スローガンは「第一想起」
私たちコニカミノルタジャパン株式会社のマーケティングサービス事業における、インサイドセールスチームのスローガンは「お客様に第一想起をしてもらうこと」です。第一想起とは、本当にサポートが必要になったタイミングで、最初にコニカミノルタジャパンのことを頭に浮かべていただくこと。
昨今の購買プロセスは、お客様自身で検討を進められる範囲が広がり、サービスを提供する側からは見えづらくなっています。サービスを提供する側でコントロールすることが難しいため、いざ検討フェーズになった瞬間にお声がけをいただく候補の中に居ることが重要であると考えています。
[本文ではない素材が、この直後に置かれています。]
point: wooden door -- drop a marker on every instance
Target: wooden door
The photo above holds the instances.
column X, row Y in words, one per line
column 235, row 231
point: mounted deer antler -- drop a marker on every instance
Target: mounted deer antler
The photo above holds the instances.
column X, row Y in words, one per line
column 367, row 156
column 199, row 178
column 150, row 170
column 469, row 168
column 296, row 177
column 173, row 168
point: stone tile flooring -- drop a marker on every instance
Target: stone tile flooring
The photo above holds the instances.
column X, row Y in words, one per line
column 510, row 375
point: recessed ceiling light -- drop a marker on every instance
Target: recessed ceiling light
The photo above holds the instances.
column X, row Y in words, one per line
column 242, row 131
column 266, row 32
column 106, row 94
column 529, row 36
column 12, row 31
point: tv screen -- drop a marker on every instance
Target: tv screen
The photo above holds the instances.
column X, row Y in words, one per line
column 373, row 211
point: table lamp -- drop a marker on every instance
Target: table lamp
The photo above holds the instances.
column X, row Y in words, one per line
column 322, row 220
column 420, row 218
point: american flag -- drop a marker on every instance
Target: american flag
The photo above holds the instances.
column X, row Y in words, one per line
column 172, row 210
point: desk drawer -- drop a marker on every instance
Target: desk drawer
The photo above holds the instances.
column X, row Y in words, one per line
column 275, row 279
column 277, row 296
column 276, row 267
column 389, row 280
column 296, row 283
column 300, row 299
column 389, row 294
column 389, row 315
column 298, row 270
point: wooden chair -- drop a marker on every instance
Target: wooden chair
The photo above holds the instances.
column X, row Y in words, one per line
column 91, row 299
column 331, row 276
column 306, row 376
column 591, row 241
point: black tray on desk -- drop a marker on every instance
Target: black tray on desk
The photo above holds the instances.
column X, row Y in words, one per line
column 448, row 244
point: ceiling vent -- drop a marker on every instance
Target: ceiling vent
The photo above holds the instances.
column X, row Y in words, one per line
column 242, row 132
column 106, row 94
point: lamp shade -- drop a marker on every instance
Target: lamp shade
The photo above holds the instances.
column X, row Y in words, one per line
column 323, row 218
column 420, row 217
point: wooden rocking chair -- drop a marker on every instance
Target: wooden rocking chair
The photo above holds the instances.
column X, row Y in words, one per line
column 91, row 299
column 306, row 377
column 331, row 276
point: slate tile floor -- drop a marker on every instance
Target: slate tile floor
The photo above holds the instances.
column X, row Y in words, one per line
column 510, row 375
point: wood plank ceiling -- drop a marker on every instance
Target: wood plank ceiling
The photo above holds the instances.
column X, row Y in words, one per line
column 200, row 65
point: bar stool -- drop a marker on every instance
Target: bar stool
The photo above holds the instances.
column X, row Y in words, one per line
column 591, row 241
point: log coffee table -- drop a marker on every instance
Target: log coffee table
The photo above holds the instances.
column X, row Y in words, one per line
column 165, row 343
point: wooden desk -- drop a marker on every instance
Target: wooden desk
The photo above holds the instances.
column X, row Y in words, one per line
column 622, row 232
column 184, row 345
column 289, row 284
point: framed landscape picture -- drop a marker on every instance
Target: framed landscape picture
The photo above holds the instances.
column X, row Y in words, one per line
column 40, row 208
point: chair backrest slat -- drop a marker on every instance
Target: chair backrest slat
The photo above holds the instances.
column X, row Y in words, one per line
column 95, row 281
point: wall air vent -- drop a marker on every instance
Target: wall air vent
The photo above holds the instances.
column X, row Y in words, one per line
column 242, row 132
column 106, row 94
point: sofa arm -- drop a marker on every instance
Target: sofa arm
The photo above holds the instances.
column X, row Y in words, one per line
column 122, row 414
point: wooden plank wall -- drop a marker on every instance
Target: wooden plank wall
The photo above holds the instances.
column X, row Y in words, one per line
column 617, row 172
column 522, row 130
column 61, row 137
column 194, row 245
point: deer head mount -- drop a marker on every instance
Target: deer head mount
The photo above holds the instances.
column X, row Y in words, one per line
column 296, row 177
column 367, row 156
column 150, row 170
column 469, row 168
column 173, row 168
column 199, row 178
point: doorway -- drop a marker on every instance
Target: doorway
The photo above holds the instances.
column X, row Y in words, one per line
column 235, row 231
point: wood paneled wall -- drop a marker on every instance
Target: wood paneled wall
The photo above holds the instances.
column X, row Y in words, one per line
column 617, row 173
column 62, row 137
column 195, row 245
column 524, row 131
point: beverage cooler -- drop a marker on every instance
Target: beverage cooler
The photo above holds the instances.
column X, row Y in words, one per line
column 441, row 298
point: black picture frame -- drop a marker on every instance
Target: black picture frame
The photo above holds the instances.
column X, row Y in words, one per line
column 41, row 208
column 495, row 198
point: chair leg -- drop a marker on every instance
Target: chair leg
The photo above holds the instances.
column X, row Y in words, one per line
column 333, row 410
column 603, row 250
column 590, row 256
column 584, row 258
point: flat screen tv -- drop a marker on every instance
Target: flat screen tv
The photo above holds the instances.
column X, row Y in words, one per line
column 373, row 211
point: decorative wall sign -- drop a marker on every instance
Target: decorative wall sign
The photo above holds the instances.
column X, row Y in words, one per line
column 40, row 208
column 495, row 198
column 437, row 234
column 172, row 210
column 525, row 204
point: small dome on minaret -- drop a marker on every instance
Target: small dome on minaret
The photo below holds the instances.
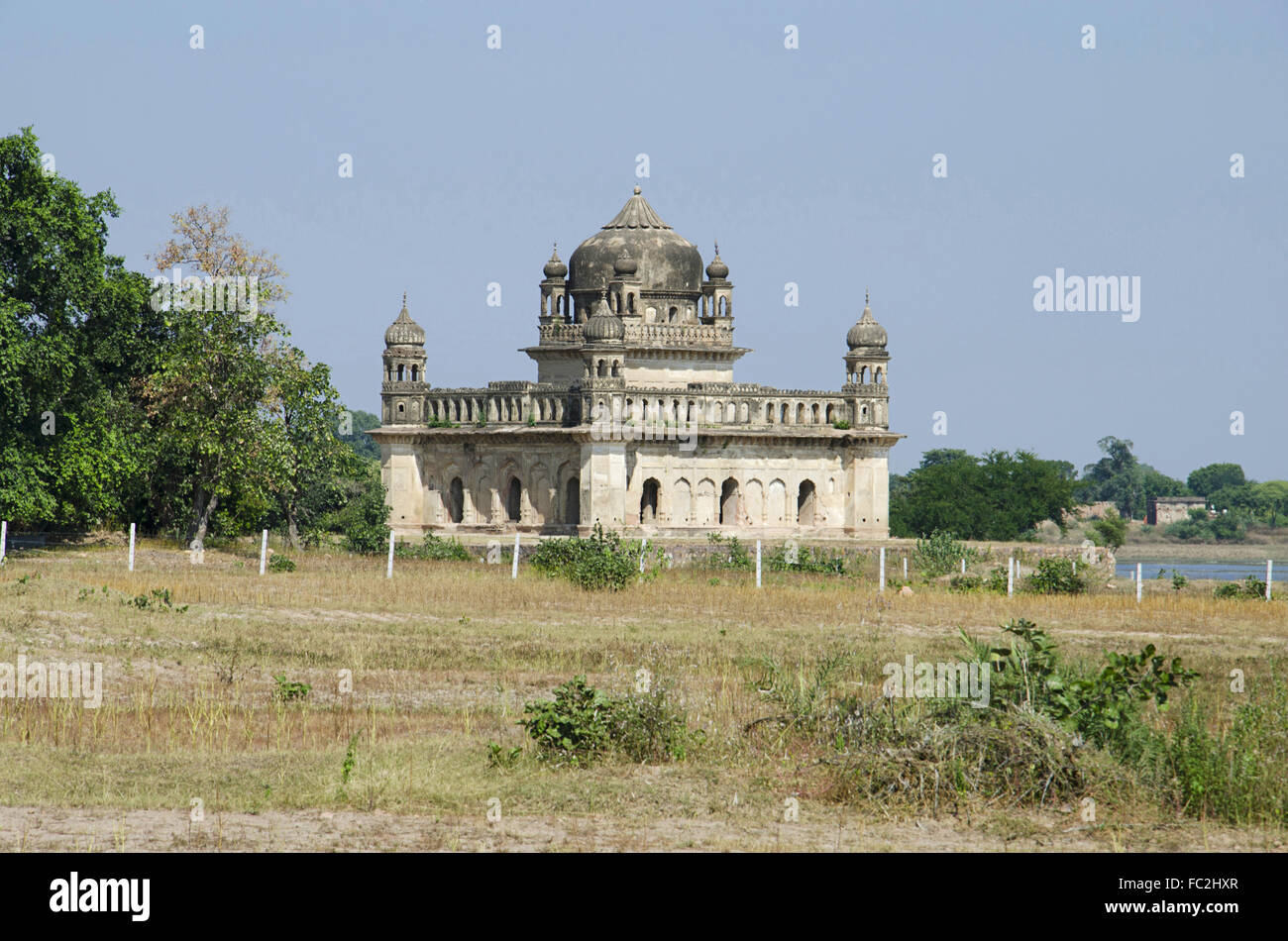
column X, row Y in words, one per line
column 554, row 266
column 867, row 332
column 717, row 269
column 604, row 325
column 404, row 331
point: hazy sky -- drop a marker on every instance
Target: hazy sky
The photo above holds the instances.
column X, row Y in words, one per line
column 811, row 164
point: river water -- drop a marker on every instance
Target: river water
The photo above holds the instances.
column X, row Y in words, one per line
column 1224, row 572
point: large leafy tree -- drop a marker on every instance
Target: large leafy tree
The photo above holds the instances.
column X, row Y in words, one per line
column 999, row 495
column 1207, row 480
column 75, row 329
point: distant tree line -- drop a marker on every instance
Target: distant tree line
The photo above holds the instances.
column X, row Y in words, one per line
column 1006, row 495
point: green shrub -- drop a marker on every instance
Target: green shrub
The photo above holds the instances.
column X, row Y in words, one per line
column 584, row 724
column 281, row 563
column 729, row 554
column 807, row 559
column 1252, row 587
column 288, row 688
column 967, row 583
column 1102, row 705
column 1056, row 576
column 940, row 554
column 434, row 549
column 600, row 562
column 1111, row 531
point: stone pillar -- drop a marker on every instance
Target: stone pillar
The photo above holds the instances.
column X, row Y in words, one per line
column 603, row 482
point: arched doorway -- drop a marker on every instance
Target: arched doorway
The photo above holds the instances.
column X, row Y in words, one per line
column 514, row 499
column 648, row 502
column 729, row 502
column 805, row 503
column 572, row 502
column 456, row 499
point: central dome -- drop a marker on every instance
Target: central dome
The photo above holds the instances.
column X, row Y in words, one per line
column 666, row 261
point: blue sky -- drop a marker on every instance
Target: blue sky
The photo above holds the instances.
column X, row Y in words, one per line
column 811, row 164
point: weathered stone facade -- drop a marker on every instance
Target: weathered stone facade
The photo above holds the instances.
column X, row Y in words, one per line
column 635, row 420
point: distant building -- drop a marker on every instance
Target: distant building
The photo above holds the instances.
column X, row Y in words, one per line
column 1163, row 510
column 635, row 420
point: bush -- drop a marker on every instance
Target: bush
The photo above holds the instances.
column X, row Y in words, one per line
column 729, row 554
column 601, row 562
column 1111, row 531
column 940, row 554
column 1252, row 587
column 1056, row 576
column 434, row 549
column 583, row 724
column 806, row 560
column 281, row 563
column 288, row 688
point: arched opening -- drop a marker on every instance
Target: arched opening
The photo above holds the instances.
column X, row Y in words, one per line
column 805, row 503
column 456, row 499
column 729, row 502
column 648, row 502
column 572, row 502
column 514, row 499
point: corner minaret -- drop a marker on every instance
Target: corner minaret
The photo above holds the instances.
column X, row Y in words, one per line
column 717, row 292
column 867, row 368
column 554, row 291
column 402, row 390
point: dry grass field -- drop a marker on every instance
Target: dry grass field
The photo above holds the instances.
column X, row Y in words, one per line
column 443, row 658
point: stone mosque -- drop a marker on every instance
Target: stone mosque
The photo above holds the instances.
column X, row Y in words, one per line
column 635, row 420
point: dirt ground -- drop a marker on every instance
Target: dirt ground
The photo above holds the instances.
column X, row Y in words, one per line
column 31, row 829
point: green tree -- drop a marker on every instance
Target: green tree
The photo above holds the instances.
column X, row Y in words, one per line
column 75, row 327
column 1207, row 480
column 1111, row 531
column 1000, row 495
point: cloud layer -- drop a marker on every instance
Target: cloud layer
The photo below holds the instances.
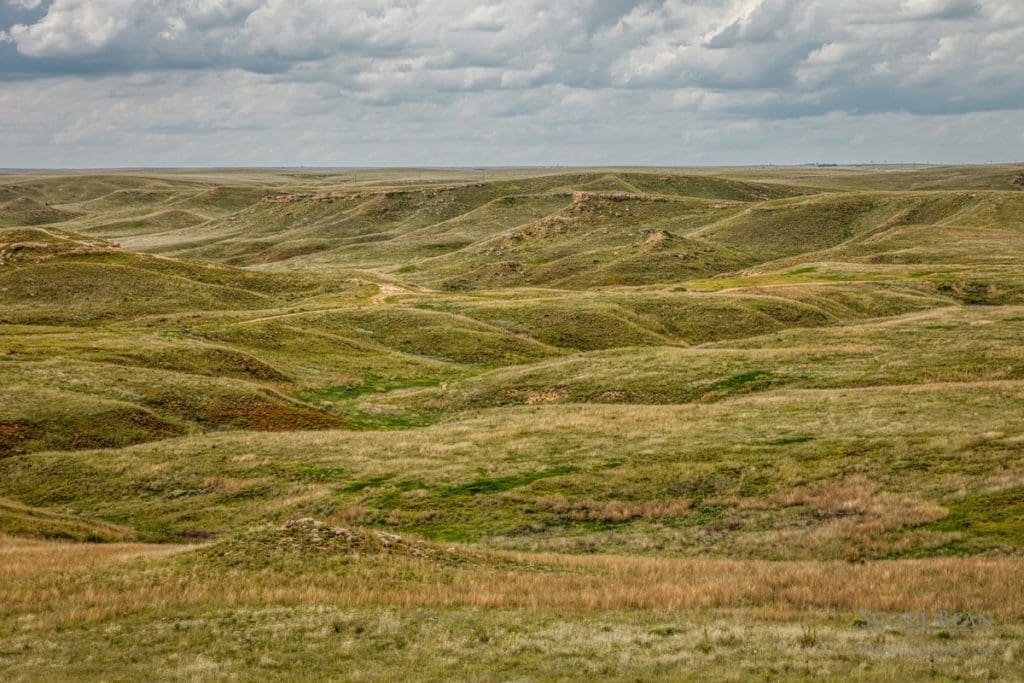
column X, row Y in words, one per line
column 456, row 82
弊社はたくさんの製品・サービスを扱っていますが、マーケティングサービス事業は高価格帯の無形商材のため、カスタマイズ性が高く中長期的な信頼関係の構築も求められるのが特徴です。いわゆるマーケティング、インサイドセールス、セールスの分業体制を取り入れようと他社の取り組みも参考にしてきましたが、だんだんとお客様の望むものと自社がやろうとしていることのズレが生じてきました。それを解決するために行ってきたことを今回は私の想いと共にご紹介します。
インサイドセールスにおける顧客体験向上とは
私が最も追求していることは、ズバリ「顧客体験向上」です。インサイドセールスの浸透に伴い、お客様が受けとる電話やメールなどが増えている中で、コミュニケーションを通じて、自社に対していかに気持ちの良い印象をいだいてもらえるかはとても重要です。そこで今回は、弊社で実践している取り組みを3つご紹介します。
敢えて電話をしないという選択肢
毎日のようにウェビナーが開催され、ホワイトペーパーなどのコンテンツもあふれている今、なにかアクションを取るたびに何度も電話がかかってくる…というのはお客様にとってストレスになります。必要なのは適切なフォローを心がけて実践することだと考え、弊社ではフォームやアンケートの中にいくつかの選択肢を用意しています。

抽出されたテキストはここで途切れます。